Primarily, it is unlikely that the name of the Koreşan—defined as a Seyyid-lineage lodge tribe—originates from the Quraysh tribe. The following information is provided regarding the Koreşan:

"The Mongols departed from here and marched upon Tanza, where they committed similar atrocities before entering a valley near Tanza known as 'al-Kureyşiyye Valley.' This region and valley had abundant water refs but lacked gardens. However, due to the narrow paths, the local inhabitants of the al-Kureyşiyye Valley successfully prevented the Mongols from penetrating deeper during the ensuing clashes. The locals killed those they could, and the Mongols retreated without achieving their objectives." (Ibn al-Athir, 1987: 458)
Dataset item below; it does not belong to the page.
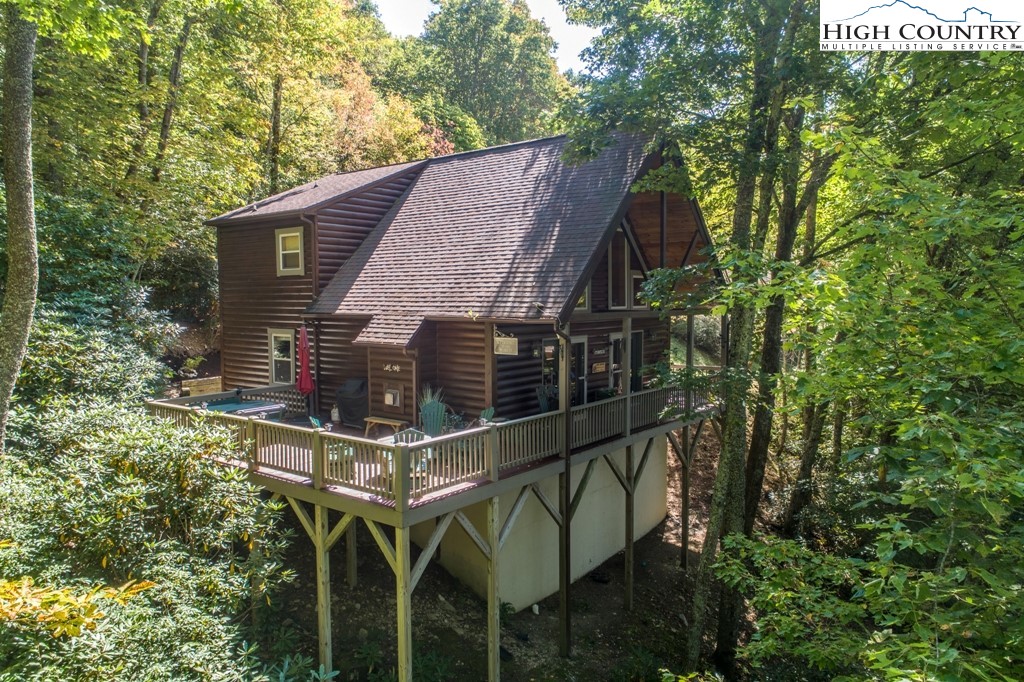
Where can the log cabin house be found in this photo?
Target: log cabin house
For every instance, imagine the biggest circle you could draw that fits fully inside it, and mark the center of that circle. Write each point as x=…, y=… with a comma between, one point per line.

The place name Tanza refers to a region near the Nazımiye pass leading from Erzincan to Tunceli.

According to local consensus, "Koreş" is a Zazaki word meaning Khorasan, and "Koraşan" means "person from Khorasan." Alternatively, "Koreşan" could imply an origin from Ghor or Kur, signifying those from the Ghor region of Afghanistan. The terms "Kur" and "Kurî" are frequently mentioned within the family. The initial letter of this word can be pronounced as a velar consonant (g) or as a glottal (Kh) depending on the region. Russian and Swedish scholars researching ethnic structures in Afghanistan and Turkestan report a large tribal group called "Khorasanlı", which reportedly includes the Koreşan Tribe.
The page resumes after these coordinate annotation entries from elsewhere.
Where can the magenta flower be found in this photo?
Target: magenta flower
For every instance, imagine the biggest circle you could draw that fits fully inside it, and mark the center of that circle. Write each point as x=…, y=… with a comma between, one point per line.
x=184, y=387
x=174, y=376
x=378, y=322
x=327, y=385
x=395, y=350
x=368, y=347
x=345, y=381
Careful examination reveals no socio-cultural or economic similarity between the Koreşan Tribe and the Quraysh Tribe of Arabia.

== Branches ==
According to oral traditions and genealogical studies, the various branches of the Koreşan lodge are eponymous, derived from the names of prominent historical or semi-legendary figures. For instance, the Hüseynan (Uşenan) branch is linked to Hüseyin (Uşen); the Kaliyan to Kali; the Aliyan to Ali; and the Gulnan (Gulno) to Gülabi (Gulavi, Gulin, or simply Gul). Based on these traditional ancestral relations, the recognized branches of the Koreşan tribe include:

- Hüseynan (Uşenan)
- Gulnan (Gulno)
- Kaliyan
- Aliyan
- Valiyan
- Heman
- Süleymaniyan
- Çitan
- Kudan (Küdan or Gudan)
- Seyhan
- Gaziyan

These subdivisions reflect the complex social and spiritual hierarchy within the lodge, where each branch often maintains its own specific identity while remaining under the broader Koreşan umbrella.

== Settlements ==
After Tunceli, members of the ocak primarily live in Erzincan, Varto in Muş, and Bingöl, as well as the Yukarı Kayabaşı in Gaziantep and Kındırali in Adıyaman. While they speak Zaza in eastern Dersim region, a branch that serves as the spiritual leader of the Rutan tribe, residing along the Ovacık–Hozat border, speaks Kurmanji.